According to Roberto Gorrieri of the World Public Library, the first three 'fairs' averaged one million downloads per day and a sizable section of the traffic was from India. ''My guess would be about 1/4 of all downloads were done from there. The most popular titles were technology related titles,'' he told TOI in an email interview. No surprise as technical books, especially the imported ones, cost a bomb.

But it is not just the techies or casual readers who download. Even humanities students have become intimately familiar with the world of e-texts. Recently, California governor Arnold Schwarzenegger revealed a plan to do away with text books altogether and push for the use of ebooks in schools. For graduate students in India, there are more texts - some of them notoriously difficult to find in stores - and less time to procure them.
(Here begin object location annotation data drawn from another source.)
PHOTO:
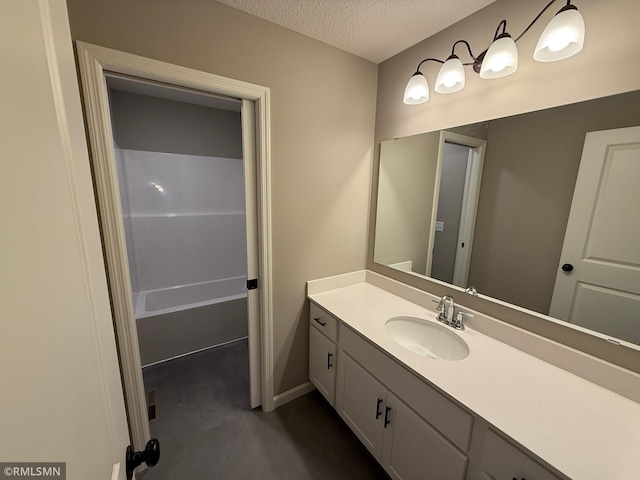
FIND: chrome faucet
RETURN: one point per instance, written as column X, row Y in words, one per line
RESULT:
column 447, row 310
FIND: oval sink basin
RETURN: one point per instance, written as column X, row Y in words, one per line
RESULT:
column 427, row 338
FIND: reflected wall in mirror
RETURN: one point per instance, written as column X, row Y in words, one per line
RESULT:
column 529, row 175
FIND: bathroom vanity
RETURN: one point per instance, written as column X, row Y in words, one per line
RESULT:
column 492, row 413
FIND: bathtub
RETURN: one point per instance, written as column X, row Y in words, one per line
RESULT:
column 177, row 321
column 184, row 297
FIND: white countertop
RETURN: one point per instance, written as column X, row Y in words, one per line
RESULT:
column 582, row 429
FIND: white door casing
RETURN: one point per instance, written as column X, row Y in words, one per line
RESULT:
column 62, row 398
column 95, row 62
column 253, row 264
column 602, row 240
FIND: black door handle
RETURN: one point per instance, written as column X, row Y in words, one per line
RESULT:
column 150, row 455
column 317, row 319
column 378, row 412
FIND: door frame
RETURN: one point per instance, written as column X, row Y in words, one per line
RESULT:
column 94, row 63
column 471, row 195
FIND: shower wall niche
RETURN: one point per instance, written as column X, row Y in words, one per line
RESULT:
column 182, row 194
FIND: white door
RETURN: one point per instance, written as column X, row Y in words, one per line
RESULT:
column 61, row 397
column 598, row 280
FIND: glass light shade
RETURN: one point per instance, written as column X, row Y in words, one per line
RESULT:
column 501, row 59
column 450, row 77
column 563, row 37
column 417, row 90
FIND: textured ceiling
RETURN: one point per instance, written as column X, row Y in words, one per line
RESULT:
column 372, row 29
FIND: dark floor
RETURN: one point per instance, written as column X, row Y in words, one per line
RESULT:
column 207, row 430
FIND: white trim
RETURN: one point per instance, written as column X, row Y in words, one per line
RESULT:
column 292, row 394
column 94, row 63
column 248, row 117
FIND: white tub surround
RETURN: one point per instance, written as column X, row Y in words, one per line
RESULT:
column 582, row 430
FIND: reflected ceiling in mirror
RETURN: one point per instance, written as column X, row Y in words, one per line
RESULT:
column 516, row 221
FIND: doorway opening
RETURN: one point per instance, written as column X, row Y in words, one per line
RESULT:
column 459, row 172
column 182, row 193
column 96, row 64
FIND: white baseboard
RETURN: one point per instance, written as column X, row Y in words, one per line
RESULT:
column 292, row 394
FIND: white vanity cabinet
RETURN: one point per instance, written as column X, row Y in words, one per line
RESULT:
column 498, row 414
column 361, row 403
column 404, row 443
column 414, row 431
column 323, row 333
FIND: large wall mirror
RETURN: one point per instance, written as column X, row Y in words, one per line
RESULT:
column 489, row 205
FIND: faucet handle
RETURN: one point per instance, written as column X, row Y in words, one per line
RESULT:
column 460, row 314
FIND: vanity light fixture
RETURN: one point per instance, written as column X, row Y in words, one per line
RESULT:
column 562, row 38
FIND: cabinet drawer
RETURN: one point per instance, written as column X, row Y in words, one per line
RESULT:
column 323, row 321
column 501, row 459
column 449, row 419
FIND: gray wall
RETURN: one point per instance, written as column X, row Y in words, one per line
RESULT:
column 323, row 104
column 529, row 174
column 158, row 125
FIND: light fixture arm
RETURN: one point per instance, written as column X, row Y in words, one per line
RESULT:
column 468, row 48
column 538, row 17
column 477, row 60
column 501, row 57
column 427, row 60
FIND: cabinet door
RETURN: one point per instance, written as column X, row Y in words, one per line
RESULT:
column 361, row 403
column 322, row 364
column 414, row 450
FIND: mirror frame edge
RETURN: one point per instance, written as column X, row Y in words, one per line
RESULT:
column 566, row 335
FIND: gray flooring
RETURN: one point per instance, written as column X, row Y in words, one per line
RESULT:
column 207, row 430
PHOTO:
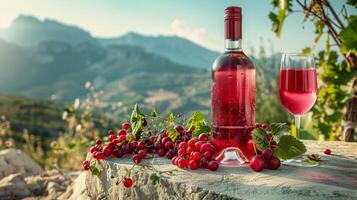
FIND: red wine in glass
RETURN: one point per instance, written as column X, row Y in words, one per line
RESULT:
column 297, row 91
column 233, row 96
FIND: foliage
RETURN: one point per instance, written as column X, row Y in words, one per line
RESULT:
column 335, row 75
column 288, row 147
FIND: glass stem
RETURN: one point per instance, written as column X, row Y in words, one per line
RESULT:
column 297, row 125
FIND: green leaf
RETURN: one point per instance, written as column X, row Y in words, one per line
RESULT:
column 94, row 170
column 260, row 139
column 202, row 128
column 306, row 51
column 137, row 120
column 171, row 118
column 289, row 147
column 352, row 3
column 198, row 121
column 319, row 30
column 154, row 113
column 349, row 35
column 196, row 118
column 277, row 129
column 173, row 134
column 154, row 178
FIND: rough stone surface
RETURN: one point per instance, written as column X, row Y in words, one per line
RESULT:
column 15, row 161
column 13, row 186
column 334, row 178
column 77, row 191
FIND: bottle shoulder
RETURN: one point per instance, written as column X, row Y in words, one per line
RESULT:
column 232, row 60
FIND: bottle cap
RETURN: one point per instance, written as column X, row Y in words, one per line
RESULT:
column 233, row 23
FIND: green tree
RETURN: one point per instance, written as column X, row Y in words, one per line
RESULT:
column 335, row 74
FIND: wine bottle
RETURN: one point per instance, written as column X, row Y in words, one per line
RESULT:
column 233, row 95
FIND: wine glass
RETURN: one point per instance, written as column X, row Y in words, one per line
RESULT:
column 297, row 91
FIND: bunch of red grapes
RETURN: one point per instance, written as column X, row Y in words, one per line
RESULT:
column 197, row 152
column 265, row 158
column 185, row 151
Sappho's poetry, prescribed in MA English course is one example; Kesari Mohan Ganguly's translation of Karnaparva, is another. Alberti's On Painting was found and circulated online. ''Etexts are much easier to access and are far cleaner than photocopies,'' says Sakshi Chopra who completed her MA in 2008. Later, for BEd, she used etexts of John Dewey's Democracy and Education and Paulo Freire's Pedagogy of the Oppressed. Nandita Dubey, a final year history student, used etexts for her dissertation on Shahjahanabad.